Good news for NSCP. It seems we are heading for a big rally.
ht-Ridder/Tribune Business News Friday, May 15, 1998 2:02PM
May 15 (San Jose Mercury News/KRTBN) via NewsEdge Corporation - NETSCAPE IS ALIVE AND WELL: We now interrupt the regularly scheduled Microsoft programming elsewhere on these pages for an important announcement: Netscape Communications Corp. (Nasdaq, NSCP) is not dead.
On the contrary, the fallen Internet idol has been busy rejuvenating itself and plans a series of announcements in the next several weeks that promise to fuel the burgeoning comeback of its once spent stock.
As any astute follower of the controversies between the Washingtons (Redmond and D.C.) knows, Netscape is Exhibit A in the jurisprudentially groundbreaking assertion that Microsoft Corp. (Nasdaq, MSFT) isn't very nice. Shares of Netscape went into free fall when Microsoft started giving away Internet browsers, the product Netscape pioneered.
But there's new life in Netscape's stock these days -- up almost 80 percent in a month to Thursday's close of $28.69 -- as the Mountain View company is implementing its "Project 60," a two-month effort to re-create its NetCenter Web site as an eyeball-grabbing "portal" on the Internet.
Already, Netscape has announced a handful of deals for content on its site and a $70-million co-branding and technology agreement with Excite Inc. (Nasdaq, XCIT), which is paying to receive a quarter of the traffic Netscape refers to search engines.
Next, Netscape is set to announce traffic-referral agreements with as many as four more search engines, and blockbuster electronic commerce deals, including one to offer online brokerage and banking.
Jennifer Bailey, a Netscape vice-president, confirmed the banking and stock brokerage plan, though she wouldn't identify Netscape's partner.

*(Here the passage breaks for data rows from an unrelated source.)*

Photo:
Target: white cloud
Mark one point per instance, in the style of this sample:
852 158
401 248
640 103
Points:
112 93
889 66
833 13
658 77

She also wouldn't comment on the status of the search-engine negotiations. "It's hard to tell because it's never done until it's over," she said.
But the hype surrounding the talks and Netscape's promised pronouncements already have helped the stock even though Wall Street expects the company to report a loss for the first part of the year.
Netscape's next two weeks include: the announcement on May 26 of its results for the first four months of the year (including a "stub" period of one month caused by a change in its fiscal year); the re-launch of its Web site on June 1; and a glitzy analyst and media day in San Francisco on June 4.
"If you cover the Net, the players, and what lies ahead ... don't miss this briefing," the company writes in an invitation to the gala.
After the roller-coaster ride of Netscape's stock following its August, 1995, initial public offering, investors remain keenly interested. Offered at a split-adjusted $14, it rose as high as $78 the following January but fell as low as $16 last month.
"For a long time Netscape was synonomous with the Internet," notes Daniel H. Rimer, an Internet analyst with Hambrecht & Quist in San Francisco who recently recommended again that clients buy Netscape's stock.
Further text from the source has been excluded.